I shake my head. It makes sense. “Cut it as short as you can. It hurts, unwashed.”

Cindi leads me to her room where she has more space and a full private bathroom. I shower here because I can. She cuts my hair into a brief pixie. I’ve never had my hair colored before now. I wonder how long I’ll remember its true color, if I’ll ever be able to find it again. Of course not. I’m lost. Indefinitely.

The new hair is bright pink. So much for being unnoticed.

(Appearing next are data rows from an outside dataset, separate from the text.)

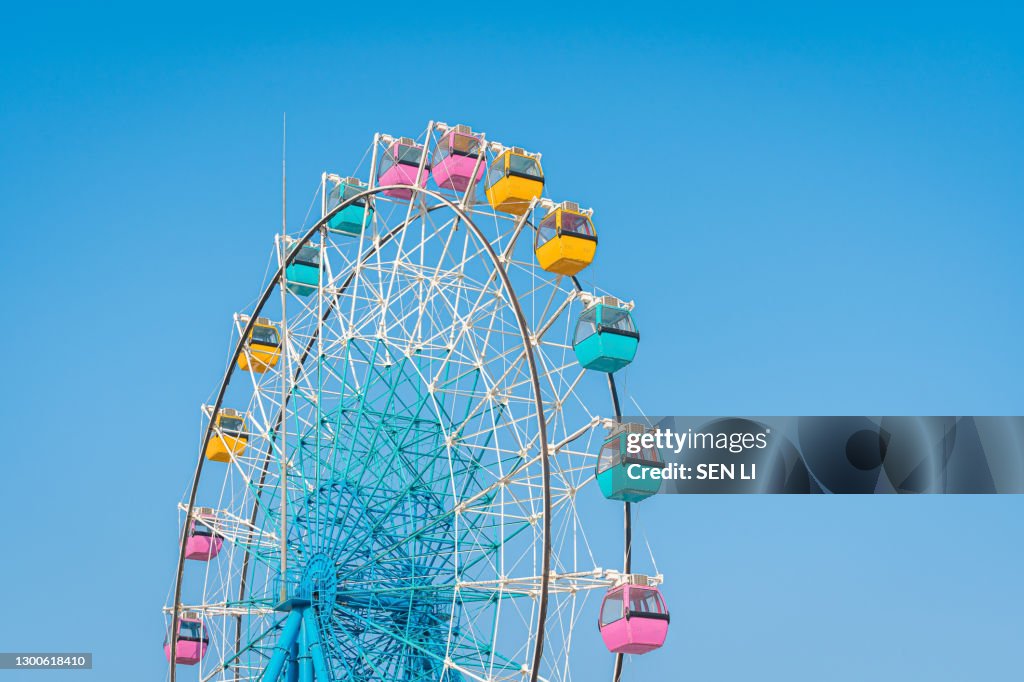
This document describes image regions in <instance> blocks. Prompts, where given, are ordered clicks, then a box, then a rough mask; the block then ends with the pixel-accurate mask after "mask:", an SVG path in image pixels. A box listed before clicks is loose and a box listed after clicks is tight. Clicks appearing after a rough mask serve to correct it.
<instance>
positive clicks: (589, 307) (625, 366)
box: [572, 296, 640, 374]
mask: <svg viewBox="0 0 1024 682" xmlns="http://www.w3.org/2000/svg"><path fill="white" fill-rule="evenodd" d="M639 345H640V333H639V332H638V331H637V328H636V325H635V324H634V322H633V315H631V314H630V311H629V309H628V308H627V307H626V306H625V305H624V304H623V303H622V302H621V301H620V300H618V299H616V298H614V297H612V296H602V297H601V298H600V299H598V301H597V302H596V303H594V304H593V305H591V306H590V307H588V308H587V309H586V310H584V311H583V313H582V314H581V315H580V319H579V321H577V328H575V334H574V335H573V337H572V349H573V350H574V351H575V355H577V359H578V360H579V361H580V365H581V366H583V368H584V369H586V370H594V371H595V372H606V373H608V374H611V373H612V372H617V371H618V370H621V369H623V368H624V367H626V366H627V365H629V364H630V363H632V361H633V358H634V357H635V356H636V352H637V346H639Z"/></svg>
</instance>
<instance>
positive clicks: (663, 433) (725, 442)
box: [626, 428, 771, 480]
mask: <svg viewBox="0 0 1024 682" xmlns="http://www.w3.org/2000/svg"><path fill="white" fill-rule="evenodd" d="M770 433H771V429H770V428H765V429H764V430H763V431H760V432H726V431H694V430H693V429H692V428H688V429H687V430H686V431H683V432H677V431H674V430H672V429H669V428H665V429H663V428H655V429H652V430H650V431H637V430H633V429H631V430H630V431H629V432H627V433H626V457H627V460H628V464H627V467H626V475H627V476H629V478H630V479H632V480H644V479H659V480H691V479H694V480H756V479H757V463H756V462H697V463H694V464H692V465H688V464H686V463H685V462H679V461H666V457H668V456H669V455H672V456H679V455H681V454H682V453H683V452H684V451H690V452H692V451H705V452H707V451H719V452H721V453H726V452H727V453H731V454H733V455H740V454H743V453H749V452H751V451H759V450H765V449H766V447H767V446H768V435H769V434H770ZM634 458H636V461H630V460H634ZM651 462H658V463H659V465H658V466H650V464H651Z"/></svg>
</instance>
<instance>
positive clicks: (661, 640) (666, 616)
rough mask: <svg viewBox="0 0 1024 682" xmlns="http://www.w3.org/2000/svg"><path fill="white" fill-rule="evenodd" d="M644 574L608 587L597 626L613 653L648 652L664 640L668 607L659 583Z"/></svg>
mask: <svg viewBox="0 0 1024 682" xmlns="http://www.w3.org/2000/svg"><path fill="white" fill-rule="evenodd" d="M646 583H647V579H646V577H643V576H633V577H631V578H630V583H628V584H626V585H620V586H617V587H614V588H612V589H610V590H608V594H606V595H605V596H604V601H603V602H602V603H601V615H600V619H599V620H598V628H599V629H600V631H601V639H603V640H604V645H605V646H607V647H608V650H609V651H611V652H612V653H647V652H648V651H653V650H654V649H656V648H659V647H660V646H662V645H663V644H665V637H666V635H668V633H669V608H668V607H667V606H666V605H665V598H664V597H663V596H662V593H660V592H659V591H658V589H657V588H656V587H653V586H649V585H647V584H646Z"/></svg>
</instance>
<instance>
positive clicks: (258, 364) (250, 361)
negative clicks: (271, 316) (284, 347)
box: [239, 317, 281, 374]
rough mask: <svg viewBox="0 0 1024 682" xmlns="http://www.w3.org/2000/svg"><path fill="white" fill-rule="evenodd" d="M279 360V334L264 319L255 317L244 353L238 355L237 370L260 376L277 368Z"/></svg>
mask: <svg viewBox="0 0 1024 682" xmlns="http://www.w3.org/2000/svg"><path fill="white" fill-rule="evenodd" d="M280 359H281V333H280V332H279V331H278V327H276V326H275V325H274V324H273V323H272V322H270V321H269V319H267V318H266V317H257V318H256V324H255V325H253V327H252V329H251V330H250V331H249V338H248V339H246V347H245V348H244V352H242V353H241V354H240V355H239V369H240V370H245V371H247V372H255V373H257V374H262V373H263V372H266V371H267V370H269V369H271V368H274V367H276V366H278V360H280Z"/></svg>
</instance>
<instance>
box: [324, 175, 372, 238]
mask: <svg viewBox="0 0 1024 682" xmlns="http://www.w3.org/2000/svg"><path fill="white" fill-rule="evenodd" d="M366 190H367V184H366V183H365V182H361V181H359V178H356V177H346V178H344V179H343V180H341V181H340V182H338V184H336V185H335V186H333V187H332V188H331V191H330V194H329V195H328V207H329V208H328V211H329V212H330V211H331V210H333V209H334V208H335V207H336V206H338V205H339V204H341V203H343V202H346V201H348V200H350V199H352V198H353V197H356V196H358V195H360V194H362V193H364V191H366ZM367 200H368V198H367V197H362V198H361V199H356V200H355V201H353V202H352V203H351V204H349V205H348V206H346V207H345V208H343V209H341V210H340V211H338V212H337V213H335V214H334V215H333V216H331V218H330V220H328V221H327V227H328V229H330V230H331V231H334V232H340V233H342V235H350V236H352V237H358V236H359V235H360V233H362V227H364V225H369V224H370V221H371V220H372V219H373V217H374V209H373V207H372V206H370V203H369V202H368V201H367Z"/></svg>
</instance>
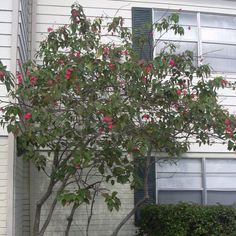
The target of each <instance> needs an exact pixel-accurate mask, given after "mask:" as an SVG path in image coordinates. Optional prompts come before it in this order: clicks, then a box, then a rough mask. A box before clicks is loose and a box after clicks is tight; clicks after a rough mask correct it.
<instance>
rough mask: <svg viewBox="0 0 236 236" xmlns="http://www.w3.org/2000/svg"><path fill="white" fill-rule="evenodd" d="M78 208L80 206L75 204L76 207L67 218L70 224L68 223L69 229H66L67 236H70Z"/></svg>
mask: <svg viewBox="0 0 236 236" xmlns="http://www.w3.org/2000/svg"><path fill="white" fill-rule="evenodd" d="M78 206H79V205H78V204H76V203H74V205H73V207H72V209H71V212H70V215H69V216H68V218H67V221H68V222H67V227H66V231H65V236H69V232H70V227H71V224H72V221H73V218H74V214H75V210H76V209H77V207H78Z"/></svg>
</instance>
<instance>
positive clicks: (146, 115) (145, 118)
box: [142, 114, 150, 120]
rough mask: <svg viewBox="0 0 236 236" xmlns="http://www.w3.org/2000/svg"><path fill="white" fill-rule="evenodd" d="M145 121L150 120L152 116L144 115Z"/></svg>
mask: <svg viewBox="0 0 236 236" xmlns="http://www.w3.org/2000/svg"><path fill="white" fill-rule="evenodd" d="M142 118H143V119H144V120H148V119H149V118H150V116H149V115H148V114H144V115H143V117H142Z"/></svg>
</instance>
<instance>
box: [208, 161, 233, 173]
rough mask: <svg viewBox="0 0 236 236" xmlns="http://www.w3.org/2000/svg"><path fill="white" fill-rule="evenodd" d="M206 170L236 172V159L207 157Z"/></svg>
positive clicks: (208, 171)
mask: <svg viewBox="0 0 236 236" xmlns="http://www.w3.org/2000/svg"><path fill="white" fill-rule="evenodd" d="M206 172H207V173H212V172H217V173H222V172H227V173H230V172H231V173H232V172H233V173H236V159H210V158H209V159H206Z"/></svg>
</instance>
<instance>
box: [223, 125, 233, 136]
mask: <svg viewBox="0 0 236 236" xmlns="http://www.w3.org/2000/svg"><path fill="white" fill-rule="evenodd" d="M232 131H233V130H232V128H231V127H230V126H229V125H228V126H227V127H226V128H225V132H226V133H227V134H231V133H232Z"/></svg>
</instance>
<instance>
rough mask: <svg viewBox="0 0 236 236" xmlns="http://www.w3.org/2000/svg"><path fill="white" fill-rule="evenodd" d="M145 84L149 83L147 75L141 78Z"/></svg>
mask: <svg viewBox="0 0 236 236" xmlns="http://www.w3.org/2000/svg"><path fill="white" fill-rule="evenodd" d="M140 79H141V80H142V81H143V82H144V83H145V84H146V83H147V77H145V76H141V78H140Z"/></svg>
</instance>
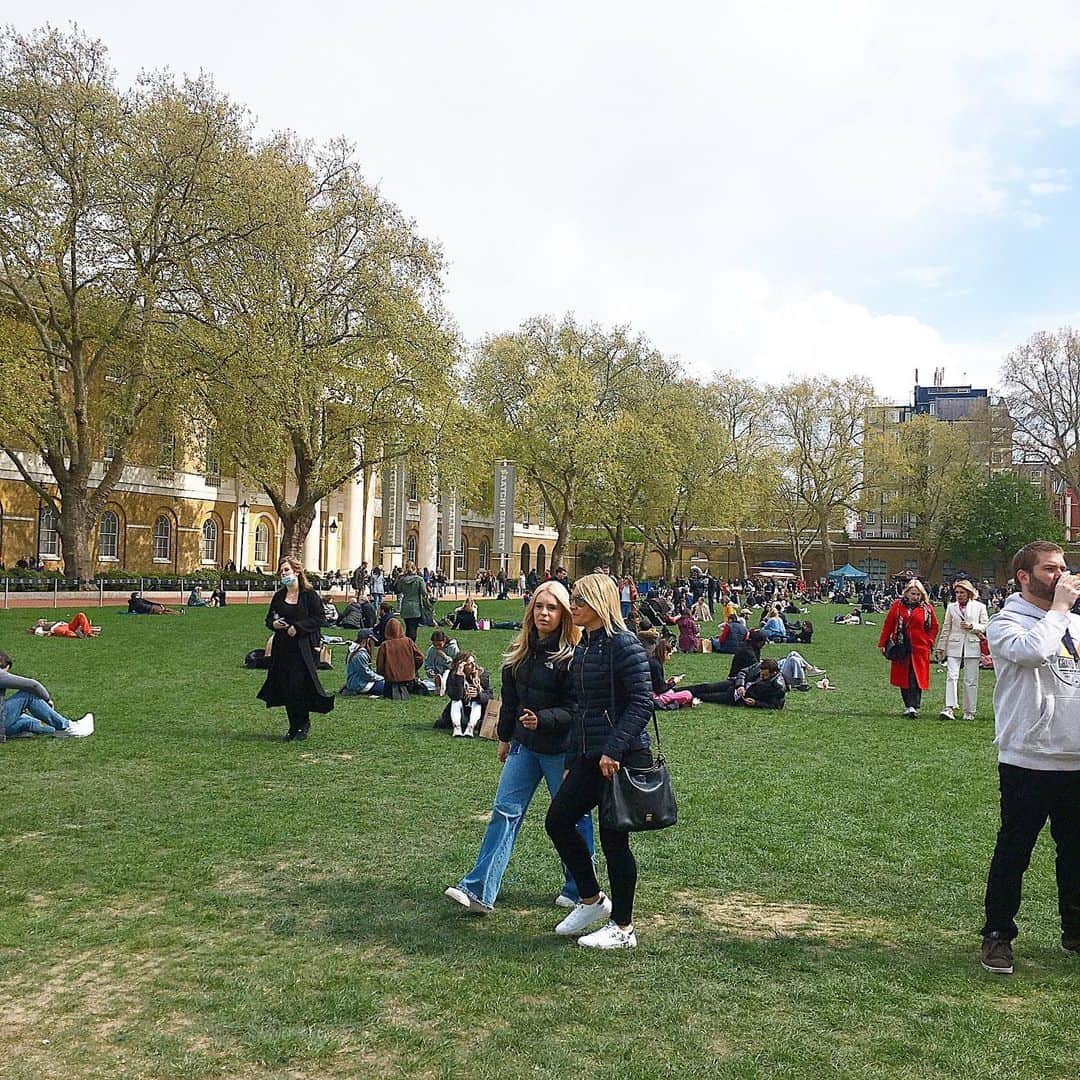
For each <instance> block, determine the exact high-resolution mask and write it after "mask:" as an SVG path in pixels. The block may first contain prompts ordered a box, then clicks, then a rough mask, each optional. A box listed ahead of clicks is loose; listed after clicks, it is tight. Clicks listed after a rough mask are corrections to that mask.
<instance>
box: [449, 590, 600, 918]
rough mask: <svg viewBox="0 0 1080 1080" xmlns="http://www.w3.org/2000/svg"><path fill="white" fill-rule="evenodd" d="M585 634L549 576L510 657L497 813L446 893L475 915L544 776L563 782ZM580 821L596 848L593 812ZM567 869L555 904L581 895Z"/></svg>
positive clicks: (585, 815)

“E said you’d never go pink on your own.”

E was right, I think.

“She also said you’d be less noticeable with such light hair, especially with this shade. Do you hate it?”

“Not at all,” I lie.

“Good. Well, I’ll let you get some sleep. You can come back every fourth week for a couple of days. I don’t have to report people who stay less than forty-eight hours or less often than every three weeks.”

“Thank you,” I say because it’s the polite thing.

Cindi wraps me in a bear hug. I feel as dead inside as was intended.

I plan to spend the next thirty-six hours asleep. It’s the only escape available.